Imported inflation remained a notable source of pressure. Import prices increased 15.4% year-over-year measured in U.S. dollar terms. In addition, continued depreciation of the Taiwan dollar added to local-currency cost pressures, amplifying the impact of higher import costs.

Bank of America expects inflationary pressures to stay elevated over the summer months. At the Central Bank of China policy meeting in June, Governor Yang commented that the bank needed to be "slightly more hawkish," while also indicating that CPI around 2% was not an immediate trigger for tightening.
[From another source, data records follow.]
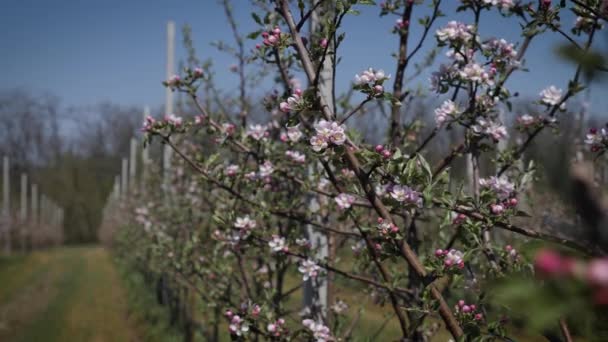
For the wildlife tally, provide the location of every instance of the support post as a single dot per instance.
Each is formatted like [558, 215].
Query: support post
[167, 151]
[125, 178]
[318, 302]
[145, 156]
[132, 165]
[23, 213]
[6, 205]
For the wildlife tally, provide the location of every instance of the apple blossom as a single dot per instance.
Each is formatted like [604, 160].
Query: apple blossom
[499, 185]
[442, 114]
[245, 223]
[454, 258]
[296, 156]
[266, 169]
[309, 269]
[256, 132]
[231, 170]
[405, 194]
[294, 134]
[277, 244]
[174, 120]
[551, 96]
[320, 332]
[455, 32]
[344, 201]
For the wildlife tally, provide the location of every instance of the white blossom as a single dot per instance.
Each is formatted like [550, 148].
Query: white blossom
[320, 332]
[501, 186]
[309, 269]
[442, 114]
[277, 244]
[344, 201]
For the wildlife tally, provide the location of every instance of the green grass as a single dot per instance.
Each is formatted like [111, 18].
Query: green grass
[66, 294]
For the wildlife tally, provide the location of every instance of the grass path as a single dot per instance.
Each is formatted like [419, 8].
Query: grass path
[66, 294]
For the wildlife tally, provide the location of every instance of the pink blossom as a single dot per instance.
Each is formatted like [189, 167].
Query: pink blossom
[344, 201]
[231, 170]
[447, 110]
[455, 31]
[405, 194]
[277, 244]
[309, 269]
[296, 156]
[256, 132]
[174, 120]
[266, 169]
[320, 332]
[294, 134]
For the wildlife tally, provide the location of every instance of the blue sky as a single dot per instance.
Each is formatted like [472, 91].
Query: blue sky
[87, 51]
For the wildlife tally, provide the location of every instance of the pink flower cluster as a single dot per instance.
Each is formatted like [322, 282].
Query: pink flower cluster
[294, 102]
[371, 80]
[467, 311]
[551, 264]
[405, 194]
[320, 332]
[309, 269]
[597, 139]
[500, 207]
[238, 326]
[499, 185]
[171, 120]
[451, 258]
[278, 244]
[271, 38]
[296, 156]
[344, 201]
[455, 32]
[257, 132]
[386, 227]
[327, 132]
[448, 110]
[277, 328]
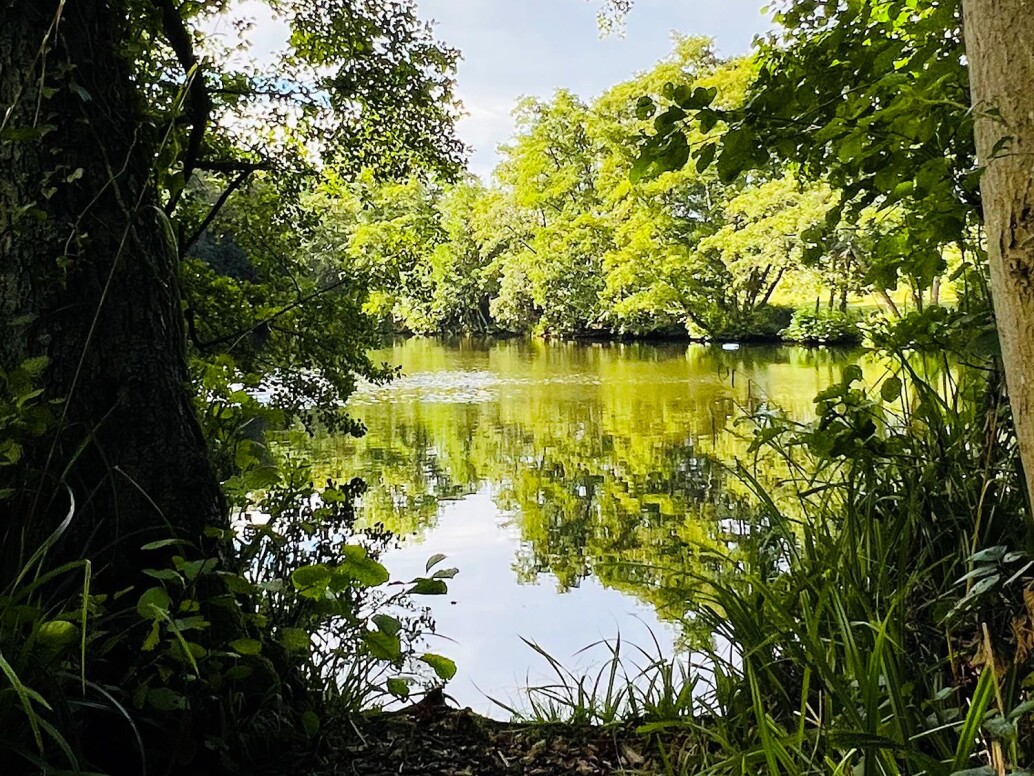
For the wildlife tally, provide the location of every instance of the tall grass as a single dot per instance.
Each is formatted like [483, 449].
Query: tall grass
[875, 617]
[862, 645]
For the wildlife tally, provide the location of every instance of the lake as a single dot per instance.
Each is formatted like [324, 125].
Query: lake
[576, 487]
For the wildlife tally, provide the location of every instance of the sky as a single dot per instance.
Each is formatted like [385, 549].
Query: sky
[530, 48]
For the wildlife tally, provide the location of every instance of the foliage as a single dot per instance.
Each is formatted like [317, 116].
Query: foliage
[577, 236]
[872, 98]
[822, 327]
[849, 646]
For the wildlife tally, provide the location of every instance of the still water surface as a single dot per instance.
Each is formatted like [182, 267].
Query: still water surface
[574, 485]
Based on the recent data and policy commentary, Bank of America projects a 12.5 basis point rate increase at the September policy meeting.


Key points

  • June CPI rose to 2.6% year-over-year, above consensus and May's reading, with a 0.52% monthly increase (0.21% seasonally adjusted).
  • Core inflation and both goods (2.32% YoY) and services (2.85% YoY) remain elevated; recreation services and dining-out were notable drivers.
  • Housing and energy costs - especially a 22.21% month-over-month jump in electricity - and higher import prices (15.4% YoY in USD terms) are key contributors to the recent inflation pickup.

Risks and uncertainties

  • Inflation may remain elevated through the summer, prolonging pressure on household budgets and service-sector pricing - this impacts consumer spending and services industries.
  • Continued Taiwan dollar depreciation could amplify imported inflation, adding further cost pressure for import-dependent sectors and raising input costs for manufacturers.
  • Persistent elevated fuel and electricity costs may keep transportation and housing-related expenses high, with knock-on effects for airlines and energy-sensitive sectors.

Risks

  • Inflationary pressures persisting through the summer could weigh on consumer-facing sectors and services as higher prices erode real incomes.
  • Further Taiwan dollar depreciation may increase imported inflation, affecting manufacturing input costs and import-reliant industries.
  • Elevated fuel and electricity costs risk sustained upward pressure on transportation and housing-related expenses, impacting airlines and energy-dependent businesses.